LOUISVILLE, Ky. — The retrial of former Louisville Metro Police Department Detective Brett Hankison got underway Monday morning with opening statements, followed by witness testimony.
During the early morning hours of March 13, 2020, LMPD officers executed a warrant on the home of Breonna Taylor. When officers broke down Taylor’s door, her boyfriend, Kenneth Walker, fired a single shot and wounded an officer. Three officers each returned fire, and Taylor was killed.
Hankison is charged with violating the civil rights of Taylor and three others living in an adjacent apartment for firing his weapon blindly into Taylor’s home. He faces a maximum sentence of life in prison.
Anna Mary Gotfryd, lead attorney for the prosecution, told the jury Hankison violated a basic rule of policing called “target identification.” Gotfryd said officers are taught they can never fire their gun, unless they can see the person they are shooting at and Hankison knowingly violated that rule. Gotfryd stated the jury will hear Hankison admit he could see no one when he fired into Taylor’s apartment through a covered sliding door and window.

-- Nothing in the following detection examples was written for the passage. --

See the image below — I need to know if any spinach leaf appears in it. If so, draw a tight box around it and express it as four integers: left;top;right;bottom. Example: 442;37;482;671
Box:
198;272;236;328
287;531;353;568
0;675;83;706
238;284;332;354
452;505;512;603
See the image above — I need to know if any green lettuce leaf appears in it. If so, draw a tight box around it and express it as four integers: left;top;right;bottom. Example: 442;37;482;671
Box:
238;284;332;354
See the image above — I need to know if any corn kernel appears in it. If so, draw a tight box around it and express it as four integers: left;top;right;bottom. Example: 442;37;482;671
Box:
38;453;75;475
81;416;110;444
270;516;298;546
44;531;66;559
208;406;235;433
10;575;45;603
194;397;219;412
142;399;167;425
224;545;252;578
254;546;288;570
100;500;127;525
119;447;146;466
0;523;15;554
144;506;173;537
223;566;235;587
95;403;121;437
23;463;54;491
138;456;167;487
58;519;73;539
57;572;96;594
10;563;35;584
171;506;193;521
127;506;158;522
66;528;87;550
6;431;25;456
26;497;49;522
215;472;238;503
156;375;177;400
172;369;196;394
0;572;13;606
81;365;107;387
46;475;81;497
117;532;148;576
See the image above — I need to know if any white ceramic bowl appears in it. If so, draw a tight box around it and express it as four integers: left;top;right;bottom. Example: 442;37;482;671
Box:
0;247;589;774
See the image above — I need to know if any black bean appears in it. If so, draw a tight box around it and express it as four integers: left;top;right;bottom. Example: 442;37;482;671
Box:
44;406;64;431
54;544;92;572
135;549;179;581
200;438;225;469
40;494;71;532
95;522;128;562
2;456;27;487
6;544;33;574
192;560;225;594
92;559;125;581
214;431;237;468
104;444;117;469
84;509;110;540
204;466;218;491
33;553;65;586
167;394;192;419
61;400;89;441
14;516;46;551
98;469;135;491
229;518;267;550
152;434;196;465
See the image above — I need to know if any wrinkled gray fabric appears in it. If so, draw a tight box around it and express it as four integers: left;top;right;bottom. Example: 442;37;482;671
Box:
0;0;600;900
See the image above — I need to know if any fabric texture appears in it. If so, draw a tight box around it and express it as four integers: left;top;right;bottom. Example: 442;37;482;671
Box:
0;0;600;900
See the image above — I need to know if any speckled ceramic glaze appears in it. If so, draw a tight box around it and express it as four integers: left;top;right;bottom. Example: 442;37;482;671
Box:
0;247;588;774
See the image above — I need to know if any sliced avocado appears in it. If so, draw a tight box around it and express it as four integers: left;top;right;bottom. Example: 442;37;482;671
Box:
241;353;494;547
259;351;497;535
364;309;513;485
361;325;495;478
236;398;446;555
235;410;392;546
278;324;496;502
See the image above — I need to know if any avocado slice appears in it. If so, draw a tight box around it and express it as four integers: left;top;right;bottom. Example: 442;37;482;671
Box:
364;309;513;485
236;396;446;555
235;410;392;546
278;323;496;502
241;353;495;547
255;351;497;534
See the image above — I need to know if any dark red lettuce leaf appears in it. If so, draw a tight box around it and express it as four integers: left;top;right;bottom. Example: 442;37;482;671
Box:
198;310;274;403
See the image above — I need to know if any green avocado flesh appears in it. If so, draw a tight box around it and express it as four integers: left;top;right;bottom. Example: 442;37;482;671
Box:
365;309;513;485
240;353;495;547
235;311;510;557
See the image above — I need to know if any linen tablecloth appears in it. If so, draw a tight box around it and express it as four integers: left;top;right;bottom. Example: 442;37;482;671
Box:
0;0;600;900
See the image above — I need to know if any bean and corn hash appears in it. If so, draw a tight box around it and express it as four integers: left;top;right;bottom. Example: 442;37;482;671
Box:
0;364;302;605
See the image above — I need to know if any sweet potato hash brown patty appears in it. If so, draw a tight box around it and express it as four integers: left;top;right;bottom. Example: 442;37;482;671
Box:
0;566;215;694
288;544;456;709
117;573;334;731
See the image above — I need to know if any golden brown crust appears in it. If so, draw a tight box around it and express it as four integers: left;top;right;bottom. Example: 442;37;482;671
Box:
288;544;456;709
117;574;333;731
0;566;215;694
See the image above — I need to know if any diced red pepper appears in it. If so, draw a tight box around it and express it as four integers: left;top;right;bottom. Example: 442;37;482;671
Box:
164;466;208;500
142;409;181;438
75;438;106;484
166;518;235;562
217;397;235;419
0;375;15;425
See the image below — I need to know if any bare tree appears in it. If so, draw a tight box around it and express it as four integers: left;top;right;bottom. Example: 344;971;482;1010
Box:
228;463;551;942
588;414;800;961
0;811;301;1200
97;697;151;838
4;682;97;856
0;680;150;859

Attorney Jack Byrd then provided the defense’s opening statement and said it is police policy an officer’s action cannot be judged with “20/20 hindsight,” and actions should be judged by what the officer perceived and believed in the moment. Byrd stated Hankison “did everything he could to try and protect and save his fellow officers” and was not only permitted in using deadly force, but was expected to protect fellow officers.
“If he had done nothing, the results are unimaginable,” Byrd said.

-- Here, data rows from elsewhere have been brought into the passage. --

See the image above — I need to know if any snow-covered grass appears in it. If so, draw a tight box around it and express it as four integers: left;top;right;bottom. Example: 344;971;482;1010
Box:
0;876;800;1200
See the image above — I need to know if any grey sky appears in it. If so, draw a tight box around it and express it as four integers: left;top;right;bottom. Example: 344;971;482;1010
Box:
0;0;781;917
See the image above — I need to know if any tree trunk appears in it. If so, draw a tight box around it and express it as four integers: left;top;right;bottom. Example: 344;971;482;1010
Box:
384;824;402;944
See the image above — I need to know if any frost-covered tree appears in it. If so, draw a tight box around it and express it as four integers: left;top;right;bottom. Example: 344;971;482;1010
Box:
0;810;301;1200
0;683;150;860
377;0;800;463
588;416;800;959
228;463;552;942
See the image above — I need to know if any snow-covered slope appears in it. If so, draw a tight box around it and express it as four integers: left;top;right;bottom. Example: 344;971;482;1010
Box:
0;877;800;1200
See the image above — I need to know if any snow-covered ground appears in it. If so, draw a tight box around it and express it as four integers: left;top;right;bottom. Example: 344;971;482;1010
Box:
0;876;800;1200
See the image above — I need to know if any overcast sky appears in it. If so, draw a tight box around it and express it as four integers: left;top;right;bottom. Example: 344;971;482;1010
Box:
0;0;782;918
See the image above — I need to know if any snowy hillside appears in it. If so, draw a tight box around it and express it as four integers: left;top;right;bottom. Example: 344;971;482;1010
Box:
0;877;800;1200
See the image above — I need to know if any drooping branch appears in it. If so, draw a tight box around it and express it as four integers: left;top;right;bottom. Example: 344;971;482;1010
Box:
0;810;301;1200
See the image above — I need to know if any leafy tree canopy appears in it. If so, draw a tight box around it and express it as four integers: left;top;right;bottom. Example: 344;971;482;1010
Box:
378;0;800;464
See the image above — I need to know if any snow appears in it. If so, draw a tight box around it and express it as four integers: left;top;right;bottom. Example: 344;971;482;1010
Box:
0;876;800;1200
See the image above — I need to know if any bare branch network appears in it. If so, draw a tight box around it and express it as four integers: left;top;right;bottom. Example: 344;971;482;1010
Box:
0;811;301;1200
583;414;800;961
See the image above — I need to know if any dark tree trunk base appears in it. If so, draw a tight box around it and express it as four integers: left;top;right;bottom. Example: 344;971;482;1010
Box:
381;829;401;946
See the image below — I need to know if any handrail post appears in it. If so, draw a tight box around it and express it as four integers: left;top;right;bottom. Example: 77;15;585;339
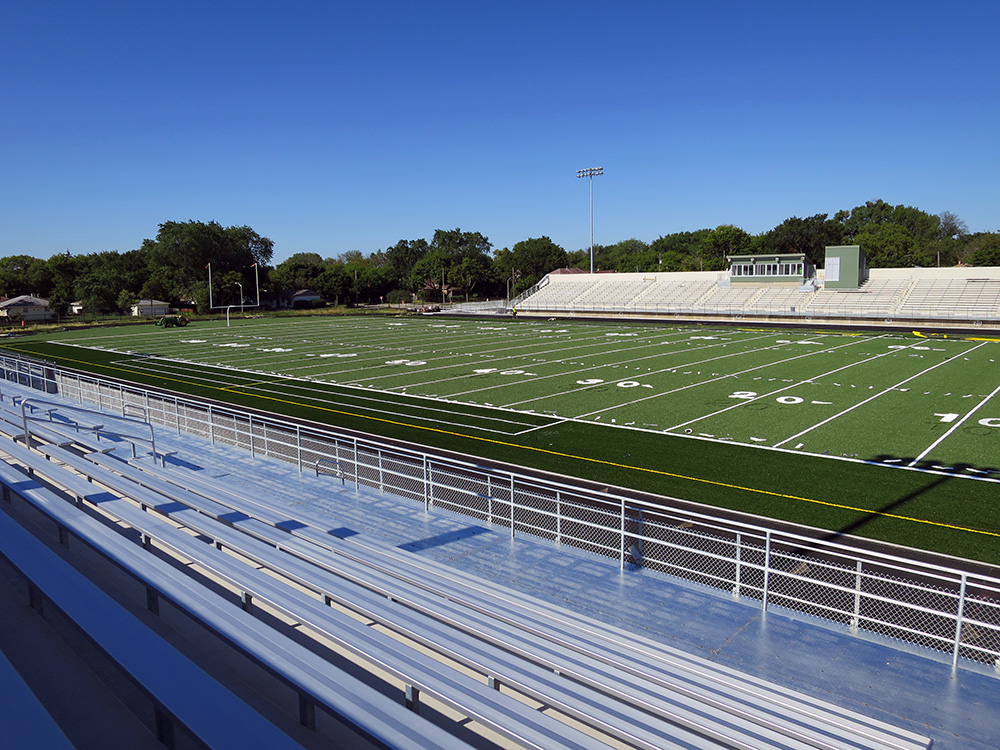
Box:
510;474;514;539
761;530;771;613
423;453;431;513
851;560;862;633
951;573;969;670
733;534;743;599
618;497;625;570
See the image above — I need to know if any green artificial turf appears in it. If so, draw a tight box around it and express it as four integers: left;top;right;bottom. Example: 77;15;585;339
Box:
5;320;1000;563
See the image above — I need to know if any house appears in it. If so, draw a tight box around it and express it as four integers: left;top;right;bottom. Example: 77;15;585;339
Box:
131;299;170;318
0;294;56;321
260;289;323;310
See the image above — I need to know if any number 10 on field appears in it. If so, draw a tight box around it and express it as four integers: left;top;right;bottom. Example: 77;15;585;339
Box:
934;414;1000;427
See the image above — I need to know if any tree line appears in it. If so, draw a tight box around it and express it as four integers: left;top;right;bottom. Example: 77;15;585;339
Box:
0;200;1000;314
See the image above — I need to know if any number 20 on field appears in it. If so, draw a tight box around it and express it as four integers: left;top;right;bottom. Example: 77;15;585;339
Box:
934;414;1000;427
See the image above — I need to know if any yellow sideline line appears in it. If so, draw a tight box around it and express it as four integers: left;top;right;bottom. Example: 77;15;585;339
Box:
2;346;1000;538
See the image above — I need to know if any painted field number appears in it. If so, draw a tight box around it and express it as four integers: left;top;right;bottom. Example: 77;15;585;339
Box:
729;391;833;406
934;414;1000;427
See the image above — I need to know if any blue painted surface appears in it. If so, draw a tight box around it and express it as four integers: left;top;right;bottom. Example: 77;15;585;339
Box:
7;384;1000;750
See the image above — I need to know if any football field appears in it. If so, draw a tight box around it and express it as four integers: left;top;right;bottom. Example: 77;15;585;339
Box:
31;317;1000;475
3;316;1000;562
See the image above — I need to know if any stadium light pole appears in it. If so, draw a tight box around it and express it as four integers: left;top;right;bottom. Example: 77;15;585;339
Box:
576;167;604;273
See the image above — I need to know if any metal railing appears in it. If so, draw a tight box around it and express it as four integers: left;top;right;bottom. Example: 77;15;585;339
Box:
0;356;1000;671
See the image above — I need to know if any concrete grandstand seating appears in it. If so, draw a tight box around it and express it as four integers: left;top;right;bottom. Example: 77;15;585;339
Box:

The prosecution’s first witness was Chelsey Napper, Taylor’s neighbor. Three of the rounds fired by Hankison entered Napper’s apartment while she, her boyfriend and child were sleeping. Napper was also pregnant at the time of the shooting.
Napper testified when she discovered that the bullets came from an officer’s gun, she was “shocked, devastated, and angry,” adding she, her son and former boyfriend are all diagnosed with post-traumatic stress disorder stemming from the trauma they experienced that night.
The prosecution also called former LMPD Detective Myles Cosgrove to the stand. Cosgrove testified it was impossible to see into Taylor’s home through any window or sliding door upon close inspection prior to executing the warrant.
He said when he discovered Hankison had shot into Taylor’s home through the covered windows and sliding door, he could not think logically why it would happen, stating it was “unfathomably too dangerous to do that.” Cosgrove added Hankison’s gunfire would put anyone nearby in danger, including residents, himself and other officers.
Cosgrove also stated if he had taken another step into Taylor’s apartment, he would have been in the line of Hankison’s gunfire.
During the cross examination of Cosgrove, defense attorney Donald Malarcik asked Cosgrove the reason for his firing from LMPD. The prosecution objected, and court went into an early recess. Records show Cosgrove was fired for not having “sufficient target identification and isolation” when he shot into Taylor’s apartment, ultimately hitting and killing the 26-year-old woman.
This is the second time federal prosecutors are bringing the charges against Hankison. Last year, the jury deadlocked, and a mistrial was declared.
Hankison was previously acquitted on state charges in the case. That case hinged on wanton endangerment charges. He fired 10 shots into a neighboring apartment.
Two other former LMPD officers—Joshua Jaynes and Kyle Meany—were arraigned last week for their roles in the raid. Jaynes and Meany are accused of knowingly falsifying an affidavit which led to the search warrant for the apartment. Both have entered not guilty pleas.
The Department of Justice filed the superseding indictment after a federal judge threw out several felony charges—ruling Taylor’s boyfriend firing at officers—not the tainted warrant, led to Taylor’s death.